Sonnleitner believes that the Australian Institute of Sport "has a place, but I don't think it should be playing the part that it's playing right now. I think that more of what they're spending should be spent on resources to coaches right around the country."
"After all, if we just concentrate on our elite, within a short period (four years probably, maximum) we're not going to have anybody to concentrate on. There aren't going to be any elite swimmers. If we don't go out and develop young coaches, emerging coaches, coaches who are starting out and doing a job, then we're not going to get swimmers. We have to develop the people at the base of the pyramid. That's what the sport is all about."

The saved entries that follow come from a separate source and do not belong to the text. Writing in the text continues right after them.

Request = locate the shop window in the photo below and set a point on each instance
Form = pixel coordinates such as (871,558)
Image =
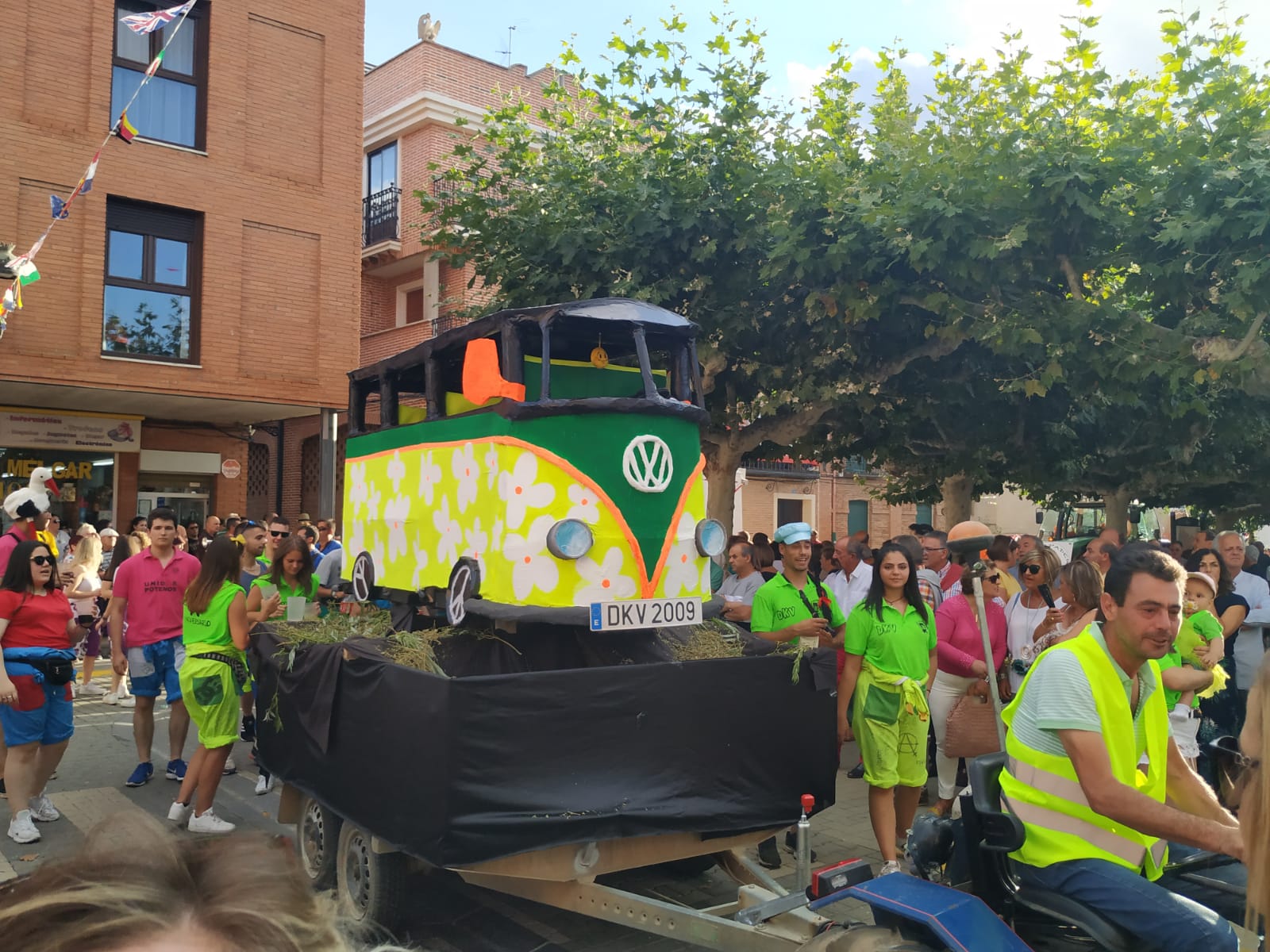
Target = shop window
(173,106)
(150,302)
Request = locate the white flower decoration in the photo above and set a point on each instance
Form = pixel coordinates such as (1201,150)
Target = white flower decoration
(464,465)
(605,582)
(492,467)
(450,532)
(359,489)
(586,505)
(397,511)
(429,475)
(421,562)
(518,490)
(681,564)
(533,566)
(397,471)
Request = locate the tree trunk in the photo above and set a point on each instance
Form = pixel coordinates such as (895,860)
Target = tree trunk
(722,465)
(1118,509)
(958,492)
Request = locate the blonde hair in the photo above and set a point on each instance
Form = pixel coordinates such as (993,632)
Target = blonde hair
(244,892)
(1255,797)
(88,554)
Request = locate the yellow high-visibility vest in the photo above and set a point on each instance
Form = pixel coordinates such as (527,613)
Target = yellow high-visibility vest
(1045,793)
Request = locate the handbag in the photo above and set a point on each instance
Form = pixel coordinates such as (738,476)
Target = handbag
(972,729)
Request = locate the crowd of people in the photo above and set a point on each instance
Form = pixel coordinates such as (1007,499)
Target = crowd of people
(1109,666)
(175,603)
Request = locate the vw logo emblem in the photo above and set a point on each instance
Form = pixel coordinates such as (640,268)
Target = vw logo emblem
(647,463)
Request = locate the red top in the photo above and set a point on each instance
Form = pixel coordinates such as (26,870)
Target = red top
(40,622)
(959,639)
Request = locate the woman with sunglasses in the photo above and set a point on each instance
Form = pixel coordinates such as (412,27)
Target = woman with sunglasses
(38,632)
(962,666)
(1028,609)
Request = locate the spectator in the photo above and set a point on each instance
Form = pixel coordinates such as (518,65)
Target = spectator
(215,635)
(962,664)
(891,645)
(38,634)
(148,597)
(738,589)
(86,588)
(937,547)
(1026,609)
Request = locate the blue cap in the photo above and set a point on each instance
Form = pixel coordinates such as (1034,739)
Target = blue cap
(793,532)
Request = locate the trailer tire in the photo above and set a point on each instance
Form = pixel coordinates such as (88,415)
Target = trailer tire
(370,886)
(318,842)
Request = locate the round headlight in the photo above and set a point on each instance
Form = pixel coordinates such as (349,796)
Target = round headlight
(711,537)
(569,539)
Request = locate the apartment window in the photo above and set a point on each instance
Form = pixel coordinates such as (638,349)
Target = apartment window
(173,106)
(152,257)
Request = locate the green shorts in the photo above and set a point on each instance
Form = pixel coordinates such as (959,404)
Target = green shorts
(211,693)
(892,739)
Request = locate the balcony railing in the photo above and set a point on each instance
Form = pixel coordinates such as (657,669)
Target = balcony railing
(381,216)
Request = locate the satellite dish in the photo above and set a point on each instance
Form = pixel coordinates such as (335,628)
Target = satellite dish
(429,29)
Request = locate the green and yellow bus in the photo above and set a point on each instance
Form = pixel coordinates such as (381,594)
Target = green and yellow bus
(537,465)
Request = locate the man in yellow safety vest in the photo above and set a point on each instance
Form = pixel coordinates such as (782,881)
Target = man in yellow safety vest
(1091,763)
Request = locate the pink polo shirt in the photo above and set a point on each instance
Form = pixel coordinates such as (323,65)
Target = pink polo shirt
(156,596)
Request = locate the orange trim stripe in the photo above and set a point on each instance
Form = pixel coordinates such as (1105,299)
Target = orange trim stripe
(559,463)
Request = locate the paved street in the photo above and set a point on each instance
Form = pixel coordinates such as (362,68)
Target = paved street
(448,916)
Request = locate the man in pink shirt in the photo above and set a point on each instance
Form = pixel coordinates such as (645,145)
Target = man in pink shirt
(149,597)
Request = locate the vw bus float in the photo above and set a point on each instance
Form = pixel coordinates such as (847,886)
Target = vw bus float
(537,465)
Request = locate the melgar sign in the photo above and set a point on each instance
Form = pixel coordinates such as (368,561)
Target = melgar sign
(52,429)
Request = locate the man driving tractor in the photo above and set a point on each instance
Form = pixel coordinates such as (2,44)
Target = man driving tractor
(1096,778)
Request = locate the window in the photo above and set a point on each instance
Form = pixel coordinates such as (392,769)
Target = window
(857,516)
(173,106)
(152,257)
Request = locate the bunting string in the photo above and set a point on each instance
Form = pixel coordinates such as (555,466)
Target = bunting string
(25,264)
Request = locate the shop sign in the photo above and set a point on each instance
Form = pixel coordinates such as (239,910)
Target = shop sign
(51,429)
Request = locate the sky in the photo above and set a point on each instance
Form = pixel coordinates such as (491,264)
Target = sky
(800,31)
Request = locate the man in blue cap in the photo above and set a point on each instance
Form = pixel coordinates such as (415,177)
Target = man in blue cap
(795,606)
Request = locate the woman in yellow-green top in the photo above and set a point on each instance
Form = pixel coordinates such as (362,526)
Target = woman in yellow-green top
(213,677)
(889,644)
(291,573)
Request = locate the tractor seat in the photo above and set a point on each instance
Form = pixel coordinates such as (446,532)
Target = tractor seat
(1003,833)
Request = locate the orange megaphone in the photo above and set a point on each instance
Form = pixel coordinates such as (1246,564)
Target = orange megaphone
(483,381)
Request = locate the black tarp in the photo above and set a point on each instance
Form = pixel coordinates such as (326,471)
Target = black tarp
(463,770)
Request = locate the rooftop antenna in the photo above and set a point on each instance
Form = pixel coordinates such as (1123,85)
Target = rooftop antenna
(508,51)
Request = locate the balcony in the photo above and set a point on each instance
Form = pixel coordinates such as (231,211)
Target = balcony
(381,217)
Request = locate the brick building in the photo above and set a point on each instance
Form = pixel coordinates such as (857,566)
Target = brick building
(209,281)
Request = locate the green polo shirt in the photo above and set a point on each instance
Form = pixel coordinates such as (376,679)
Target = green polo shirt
(778,605)
(897,644)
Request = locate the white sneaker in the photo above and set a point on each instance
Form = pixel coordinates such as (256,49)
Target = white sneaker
(42,809)
(22,829)
(209,823)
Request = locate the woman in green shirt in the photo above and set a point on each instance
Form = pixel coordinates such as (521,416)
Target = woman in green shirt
(291,573)
(889,645)
(213,677)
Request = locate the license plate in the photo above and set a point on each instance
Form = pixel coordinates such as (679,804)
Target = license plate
(645,613)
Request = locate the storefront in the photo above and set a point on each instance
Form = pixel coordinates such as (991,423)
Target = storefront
(83,450)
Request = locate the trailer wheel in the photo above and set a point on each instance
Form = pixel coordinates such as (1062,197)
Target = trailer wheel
(464,584)
(317,843)
(364,577)
(370,886)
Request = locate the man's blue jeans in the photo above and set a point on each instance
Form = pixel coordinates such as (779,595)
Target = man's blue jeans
(1168,914)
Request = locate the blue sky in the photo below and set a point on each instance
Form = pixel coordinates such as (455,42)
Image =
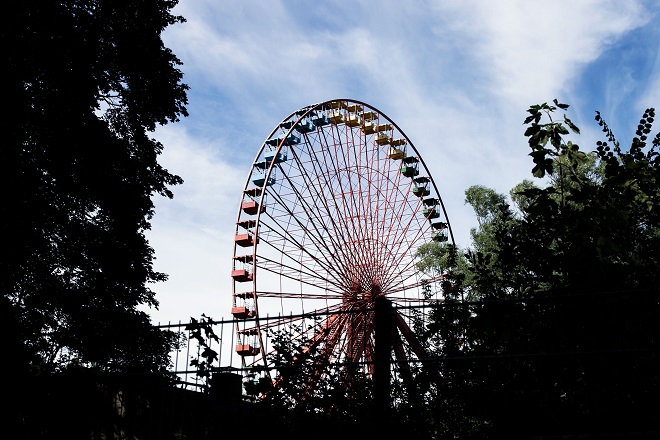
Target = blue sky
(456,76)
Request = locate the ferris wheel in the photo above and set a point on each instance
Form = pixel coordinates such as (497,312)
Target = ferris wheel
(336,203)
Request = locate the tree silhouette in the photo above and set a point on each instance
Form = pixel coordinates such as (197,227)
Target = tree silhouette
(86,81)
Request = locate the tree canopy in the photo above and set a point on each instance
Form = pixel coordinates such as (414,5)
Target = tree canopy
(86,81)
(559,330)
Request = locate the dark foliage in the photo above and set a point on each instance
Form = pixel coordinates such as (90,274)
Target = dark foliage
(85,83)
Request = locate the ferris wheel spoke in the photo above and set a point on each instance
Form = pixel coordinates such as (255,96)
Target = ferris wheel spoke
(318,233)
(334,223)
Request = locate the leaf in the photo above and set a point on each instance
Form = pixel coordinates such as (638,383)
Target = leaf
(572,126)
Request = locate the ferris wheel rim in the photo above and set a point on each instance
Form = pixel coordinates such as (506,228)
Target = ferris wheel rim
(293,119)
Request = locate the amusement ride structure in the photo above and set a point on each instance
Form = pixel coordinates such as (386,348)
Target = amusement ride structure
(335,206)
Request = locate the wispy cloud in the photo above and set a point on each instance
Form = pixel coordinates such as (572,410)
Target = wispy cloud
(456,76)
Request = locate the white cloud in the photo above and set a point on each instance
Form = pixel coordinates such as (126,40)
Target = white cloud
(456,76)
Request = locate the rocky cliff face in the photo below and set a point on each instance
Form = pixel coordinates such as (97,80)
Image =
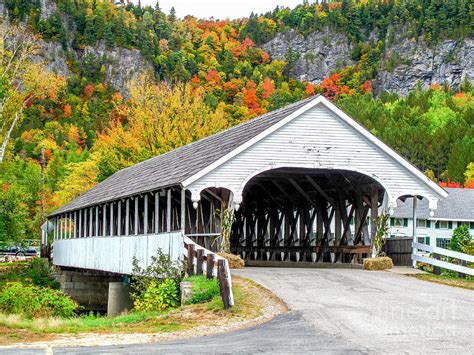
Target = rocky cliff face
(121,65)
(406,61)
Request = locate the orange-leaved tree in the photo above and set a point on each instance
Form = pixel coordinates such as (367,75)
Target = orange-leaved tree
(158,118)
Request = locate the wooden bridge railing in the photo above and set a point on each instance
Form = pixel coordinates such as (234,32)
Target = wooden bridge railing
(436,254)
(209,241)
(202,261)
(302,253)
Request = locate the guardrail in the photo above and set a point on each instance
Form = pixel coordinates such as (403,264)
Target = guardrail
(437,252)
(202,261)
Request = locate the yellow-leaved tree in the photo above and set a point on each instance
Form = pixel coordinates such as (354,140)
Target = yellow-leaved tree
(21,80)
(158,118)
(79,178)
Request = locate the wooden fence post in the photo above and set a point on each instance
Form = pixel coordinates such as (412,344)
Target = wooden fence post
(224,285)
(462,275)
(190,259)
(436,269)
(210,266)
(199,261)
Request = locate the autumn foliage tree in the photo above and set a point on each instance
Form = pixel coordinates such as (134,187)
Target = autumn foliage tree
(159,118)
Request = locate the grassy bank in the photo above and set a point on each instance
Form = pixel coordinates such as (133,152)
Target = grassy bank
(447,280)
(250,300)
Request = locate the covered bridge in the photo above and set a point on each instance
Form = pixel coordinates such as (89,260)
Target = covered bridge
(303,183)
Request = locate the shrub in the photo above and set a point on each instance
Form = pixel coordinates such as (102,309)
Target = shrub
(380,263)
(35,301)
(158,296)
(41,274)
(235,261)
(203,289)
(461,240)
(156,287)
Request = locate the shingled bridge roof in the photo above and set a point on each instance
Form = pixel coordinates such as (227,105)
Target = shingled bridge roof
(176,166)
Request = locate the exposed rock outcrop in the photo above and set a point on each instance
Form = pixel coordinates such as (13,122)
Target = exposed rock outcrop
(406,62)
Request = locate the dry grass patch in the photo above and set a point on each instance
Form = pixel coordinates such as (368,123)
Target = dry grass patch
(252,303)
(379,263)
(235,261)
(446,280)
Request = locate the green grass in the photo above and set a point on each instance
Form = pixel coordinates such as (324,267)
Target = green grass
(447,280)
(203,290)
(15,328)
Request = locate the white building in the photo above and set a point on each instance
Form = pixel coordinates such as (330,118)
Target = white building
(453,211)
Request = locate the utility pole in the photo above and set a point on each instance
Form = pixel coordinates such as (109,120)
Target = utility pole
(44,250)
(43,166)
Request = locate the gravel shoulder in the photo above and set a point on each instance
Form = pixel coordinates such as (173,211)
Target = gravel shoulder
(260,306)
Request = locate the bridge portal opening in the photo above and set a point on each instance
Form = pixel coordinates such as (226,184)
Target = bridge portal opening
(307,215)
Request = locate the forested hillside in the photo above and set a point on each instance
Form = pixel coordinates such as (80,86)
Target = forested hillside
(89,87)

Asked what motivation is provided for the young up-and-coming coach, when as soon as a coach develops a good swimmer, the swimmer is lost to a centralized training group, Sonnleitner said, "That can be heartbreaking, obviously. It can kill the sport. It can kill the coach."
"I believe that there should be some form of ethical communication between the Australian Institute of Sport and the person coaching the swimmer. They should not go directly to the swimmer. They should approach the coach first. Also, sometimes the swimmer is too young; 15 or 16 years of age is too young to be institutionalized. I believe the swimmer should be 17 or 18 years of age."
"In NCAA swimming, the American coaches will tell you that freshmen lag behind every single year. The freshmen have problems coming from a home environment, where they've been looked after to the nth degree by mum and dad, and where mum cooks all the meals. All of a sudden, they're put into this institutional environment where they have to live by themselves, or live with someone else, and they have to look after everything, including their laundry, their food, their travel, and most of these young kids can't handle that. This imposes an additional stress on the young kids which curbs their rate of improvement."
(This interview took place at the 1996 Australian Swimming Coaches Association's Annual Conference, held in Coollangatta, Queensland.)